Try as he may, he could not account for her presence, and the starry-eyed expression she wore as she looked at him did not make him want to enquire.
Realising he had been silent too long, he said, “I am very well, thank you, Anne. I hope your journey to town was a pleasant one and not too taxing.”
“I am extremely well, Cousin, I thank you. The carriage ride was rather long, but not the least bit unpleasant. As you can see my health is much improved since the spring and I am gratified to have been able to make such a journey. From what I recall of London, it is an exciting place. I am looking forward to seeing more of it in the coming weeks.”
It was the longest speech Darcy could ever remember hearing her make. “Yes,” he said succinctly, growing increasingly uncomfortable under her attentive gaze. “Would you care for some tea? We have oolong or singlo. You are welcome to either.”
“Darcy does not care for singlo, you know,” the countess remarked dryly.
Anne pursed her lips. “No, he does not. My mother has spoken of oolong being Darcy’s favourite for years. Though it suits him, I have always found it too severe for my liking, at least the way Darcy takes it. A nice, mild cup of green tea is far more to my tastes.”
Lady Carlisle’s lips quirked. She cast her nephew a self-satisfied look from over the top of her teacup and raised one pert brow.
Darcy made a valiant effort to ignore her and proceeded to pour a cup of singlo for Anne. “I believe Fitzwilliam mentioned you have some news.”
The colonel snorted. “Does she ever.”
Darcy glanced sharply at him, but the colonel merely shook his head and endeavoured to hide a smirk behind his hand.
Anne accepted her tea and promptly placed it upon the table. “I believe in such circumstances that frankness is best.” She smiled demurely at Darcy and said, “Cousin, I have recently learnt that I am to become a married woman.”

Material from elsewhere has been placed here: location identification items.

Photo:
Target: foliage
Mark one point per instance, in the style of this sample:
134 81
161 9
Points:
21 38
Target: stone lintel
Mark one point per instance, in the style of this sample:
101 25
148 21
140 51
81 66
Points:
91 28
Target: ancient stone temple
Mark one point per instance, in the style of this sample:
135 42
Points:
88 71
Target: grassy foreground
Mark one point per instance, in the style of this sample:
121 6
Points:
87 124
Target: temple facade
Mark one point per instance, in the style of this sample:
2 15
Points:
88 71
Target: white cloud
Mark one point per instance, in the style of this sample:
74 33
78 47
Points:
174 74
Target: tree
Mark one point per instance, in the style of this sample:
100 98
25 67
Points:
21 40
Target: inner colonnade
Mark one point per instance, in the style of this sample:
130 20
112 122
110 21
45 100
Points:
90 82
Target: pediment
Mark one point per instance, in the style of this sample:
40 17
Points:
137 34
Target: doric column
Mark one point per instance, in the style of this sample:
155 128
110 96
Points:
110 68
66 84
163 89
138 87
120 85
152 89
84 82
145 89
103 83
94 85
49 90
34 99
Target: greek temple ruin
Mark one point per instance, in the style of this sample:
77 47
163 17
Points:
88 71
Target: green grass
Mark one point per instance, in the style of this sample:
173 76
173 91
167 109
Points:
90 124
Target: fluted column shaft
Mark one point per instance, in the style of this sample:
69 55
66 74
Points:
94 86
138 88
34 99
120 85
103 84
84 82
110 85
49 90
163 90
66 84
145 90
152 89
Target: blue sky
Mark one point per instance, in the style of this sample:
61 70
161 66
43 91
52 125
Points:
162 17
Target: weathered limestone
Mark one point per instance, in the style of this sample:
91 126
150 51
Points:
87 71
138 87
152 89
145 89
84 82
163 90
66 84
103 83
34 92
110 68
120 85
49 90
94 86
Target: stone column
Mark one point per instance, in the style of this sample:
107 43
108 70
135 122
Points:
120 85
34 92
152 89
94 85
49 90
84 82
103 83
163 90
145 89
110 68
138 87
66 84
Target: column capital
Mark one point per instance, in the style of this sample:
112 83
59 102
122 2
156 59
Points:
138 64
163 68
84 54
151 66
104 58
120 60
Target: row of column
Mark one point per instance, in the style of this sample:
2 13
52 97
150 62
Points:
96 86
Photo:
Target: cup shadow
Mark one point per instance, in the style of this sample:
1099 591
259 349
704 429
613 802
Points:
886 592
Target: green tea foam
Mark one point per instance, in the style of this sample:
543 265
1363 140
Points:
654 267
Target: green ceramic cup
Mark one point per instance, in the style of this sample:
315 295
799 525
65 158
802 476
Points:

Darcy, who had just taken a sip of tea, began to choke.
“Good God,” he stammered, frantically wiping tea from his coat with a linen napkin.
He could not decide whether he was more horrified that news of his engagement had reached Rosings—and therefore his aunt—or that Anne seemed to suffer from the delusion that she was the lady he wished to take as his wife.
He tossed his napkin upon the table with the tea things and said incoherently, “Anne, I am not at liberty…I am entirely besotted with…that is to say that I cannot possibly—or rather, we cannot possibly—”
To his utter consternation, Colonel Fitzwilliam, who had been quietly snickering through Darcy’s attempt to correct Anne’s misapprehension, lost his composure completely and laughed outright.
“Richard!” Lady Carlisle admonished. “That is quite enough out of you!”